Gregor Asch (dj Olive) was a co-founder of the Lalalandia Entertainment Research Corporation, which was a mainstay of the warehouse scene in Williamsburg. Asch coined the word “illbient” to mean a darker, “sicker” permutation of ambient music. He is a member of the group We™, with Ignacio Platas (Once 11) and Rich Panciera (Lloop). Their CD releases are classics of the 90s after-hours culture — startling, delicately funky works of modernity that satisfy the downtown canon as well as any definition of the warehouse movement.

Apart from being the best endorsement for duct tape the city has ever seen, the warehouse movement raised the bar on after-hours culture. Consider the fact that in the mid-80s a derivative theme club called Area was the hottest ticket in town. A decade later a wholly original and much more unearthly environment had overtaken after-hours scenes across Brooklyn and Manhattan, with tags like “Omnisensorial Sweepout,” “Webjam,” “Zion Bubble Party.” This was thanks to technology and a booming economy, but it was also thanks to Williamsburg and the rise of audio culture within downtown music.

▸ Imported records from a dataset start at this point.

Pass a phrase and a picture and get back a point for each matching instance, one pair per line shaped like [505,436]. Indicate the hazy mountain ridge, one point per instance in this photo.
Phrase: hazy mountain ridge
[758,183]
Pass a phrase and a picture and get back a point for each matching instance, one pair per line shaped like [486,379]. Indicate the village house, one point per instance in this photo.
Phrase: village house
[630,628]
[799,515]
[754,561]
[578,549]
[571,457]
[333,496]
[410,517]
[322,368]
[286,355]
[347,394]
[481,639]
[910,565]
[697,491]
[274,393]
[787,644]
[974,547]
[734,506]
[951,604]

In 1989 the Lizard’s Tail opened at 99 South 6th Street, fast by the Williamsburg Bridge. The following year they started producing enormous one-off blowouts in the warehouses along the waterfront. In 1991, another group of artists started Keep Refrigerated at 90 North 11th Street. Out of “the Fridge” came Lalalandia and later fakeshop. These spawned more than a dozen environments around Williamsburg in the space of five years, including clubs, lounges, a restaurant, and even a school bus “shuttle” to get around to them all. There were performance and theater companies that provided spectacle, rappelling down the sides of grain silos, and even providing some buoyancy now and then in the East River.

As much as possible, music and performance were required to support the whole environment, blend with it, become a concrete part of its idea. The conceptualist Ken Butler took ideas about concrete music and prepared instruments, and extended them to fully-realized “hybrid instruments”—a cello made from a rifle, for example. Butler of course has recorded on the Knitting Factory label.

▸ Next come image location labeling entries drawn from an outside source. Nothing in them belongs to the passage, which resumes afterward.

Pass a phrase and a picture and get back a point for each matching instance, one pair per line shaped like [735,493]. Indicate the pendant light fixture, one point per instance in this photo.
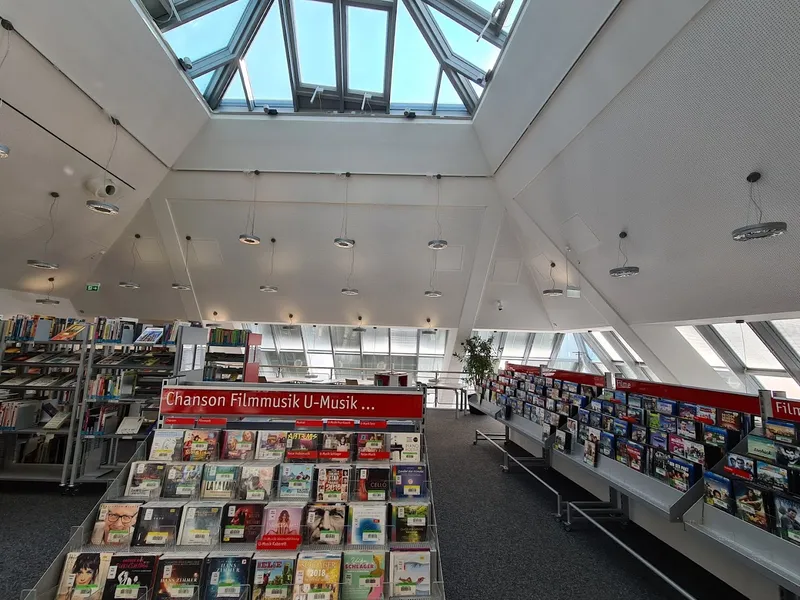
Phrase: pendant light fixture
[552,290]
[249,237]
[108,187]
[573,291]
[43,263]
[348,290]
[185,287]
[47,299]
[130,284]
[270,288]
[432,292]
[624,270]
[360,328]
[760,229]
[5,151]
[438,243]
[343,241]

At the Knitting Factory on October 30 was Jonathan Kane’s February, a blistering avant-blues quintet. The set was awesome and rather cinematic. The only catch was that one of the band’s guitarists, Peg Simone, is really hot and I couldn’t take my eyes off her. But this band is smokin’. I got a quick word backstage with the virtuoso drummer himself, and it turns out Kane was in the Sirens with Dina Emerson, the diva of Williamsburg in the early 90s. Dina also collaborated often with Ken Butler. Brian DeWann, Billy Basinksi, and the award-winning Jamie Mereness are other names to check from the early audio-frontier of Williamsburg and downtown.

Williamsburg has generally not been known for movements. It is a pluralistic culture, and the rise of the neighborhood as an art center corresponds with the end of an era that required neatly packaged movements. Yet the warehouse scene was a strikingly collaborative and stylistically consistent enterprise. Writing in 1998 in Domus magazine, the architect Suzan Wines perhaps best summed it up as “immersive culture.”

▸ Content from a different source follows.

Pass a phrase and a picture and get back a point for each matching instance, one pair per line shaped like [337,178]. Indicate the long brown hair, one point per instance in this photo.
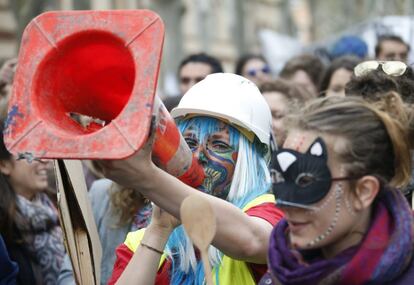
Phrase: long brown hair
[126,203]
[377,141]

The movement has fanned out into the world and inflected the culture. One of its descendents is Galapagos, which was on North 6th Street between Wythe and Kent avenues, until it moved to Dumbo for twice the space at half the rent.

So how difficult is it to get a gig at the Knitting Factory. And also, do they allow bestiaries, or is it primarily just for bands.

“It’s not that hard to get a gig,” says Zach Jeager, the manager at the Brooklyn Knit. “On the other hand, we’re not Bowery priests. We are curators, we work off our taste, and we’re into growing and developing acts. We’re not going to be that venue that’s trying to make revenue by booking five bands a night, with each band bringing in 20 people.

Any plans for amphibious life?


“Yes. We are definitely open to burlesque.”